Si la ministre des Outre-mer a fait son mea culpa collectif sur la prise en charge de Mayotte, on n’en était pas loin avec le commandant de la gendarmerie Outre-mer Lambert Lucas, tout proportion gardée avec la réserve due à sa fonction. Il s’exprimait devant la presse locale Si l’Etat met désormais les moyens en matière de sécurité, il demande à la société de s’impliquer.

Le Général Lucas est clair : en réponse à une délinquance qui a considérablement augmenté à Mayotte, « multipliée par 3 de 2000 à 2017 », il faut « mettre les moyens », « et c’est ce que nous sommes en train de faire avec la pérennisation du demi-escadron arrivé en 2016, et le maintien de celui composé des mobiles de Guyane et de La Réunion jusqu’à cet été. Un bilan sera fait en terme de sécurisation scolaire, de sécurisation et de Lutte contre l’Immigration Clandestine (LIC) pour juger de sa pérennisation. » Mais en face, il a besoin d’interlocuteurs « qui tiennent un discours structuré ».

Or, faute d’interlocuteurs, « nous n’avons pas de contact avec les élus », la moitié de la mission est repartie, le conseiller d’Etat Courtial et le policier Yves Jobic, comme nous l’annoncions lundi, « définitivement », rapporte le général, et lui même sera sur le départ « dans quelques jours » si aucune rencontre n’est pas au programme. Il fait donc un peu office de « résistant ».

Quant à la base de négociation, « est-ce celle des élus ? Celle de l’Intersyndicale-Collectif ? Nous avons eu 3 documents ».

3 nouveaux bateaux pour la LIC en mer

A propos du « mandat » réclamé par l’Intersyndicale-Collectif, que nous appellerons l’IC (à ne pas confondre tout à fait avec la LIC…), son titre de général commandant la gendarmerie d’Outre-mer le rend légitime pour ce qui est de la sécurisation du territoire, mais en ce qui concerne les autres missionnaires, il ne sait pas. On ne sait d’ailleurs pas non plus qui était missionné pour mettre en place un schéma de développement du territoire demandé par l’IC, et c’est sur ce point que les leaders demandent qu’un travail soit initié, « est-ce le conseiller d’Etat ou le préfet qui devait travailler au rattrapage d’investissement ? », nous interpellait-ils.

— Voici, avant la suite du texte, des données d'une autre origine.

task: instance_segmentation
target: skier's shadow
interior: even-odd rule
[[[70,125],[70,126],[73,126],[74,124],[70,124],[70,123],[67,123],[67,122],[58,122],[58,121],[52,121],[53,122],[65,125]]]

Outre les engagements de la ministre, sa base de travail reste le Plan Sécurité pour tous, signé par le ministre Cazeneuve, en 2016. « Il a été appliqué en terme d’effectifs », assure-t-il, en convenant que du côté police, il n’y a eu que des remplacements et non des créations nettes de postes, « pas en gendarmerie ». Mais beaucoup de mesure de ce Plan n’ont pas encore été déclinées, notamment sur les moyens nautiques, « la lutte en mer, c’est l’arbre qui cache la forêt, les deux tiers des interpellations se font à terre ». Mais précisément parce que les arrivées furent maritimes, font remarquer les médias… « Deux nouveaux bateaux arrivent pour la gendarmerie maritime et un pour la Police aux frontières après l’été », confirme-t-il.

« Pourquoi autant de mineurs délinquants ? »

La question qu’il veut se poser, c’est « gagne-t-on la guerre de la LIC ? ». Pour savoir s’il y a plus d’entrées que d’expulsions, un seul moyen, « il faut un audit clair du volume des entrées ». Sa référence en la matière reste la Guyane à forte pression migratoire également : « Nous avions demandé à une société privée et à l’INSEE d’évaluer le nombre d’entrées, qui a été chiffré ».

En matière de délinquance, si les moyens sont mis dans son secteur de la sécurité, il interroge la société mahoraise : « Pourquoi y a-t-il autant de mineurs délinquants ? Ils représentent 33% des auteurs de faits de délinquance. On enregistre 4 fois plus de viols qu’en métropole, mais les brigades ne peuvent pas accueillir ces femmes en souffrance car personne ne nous contacte » Certains des mineurs sont isolés, « où sont les associations qui pourraient les prendre en charge ? », d’autres non, « 15 bandes sont identifiées, si chaque mois un travail est entrepris avec 4 ou 5 familles, on aura touché la moitié au bout d’un an. »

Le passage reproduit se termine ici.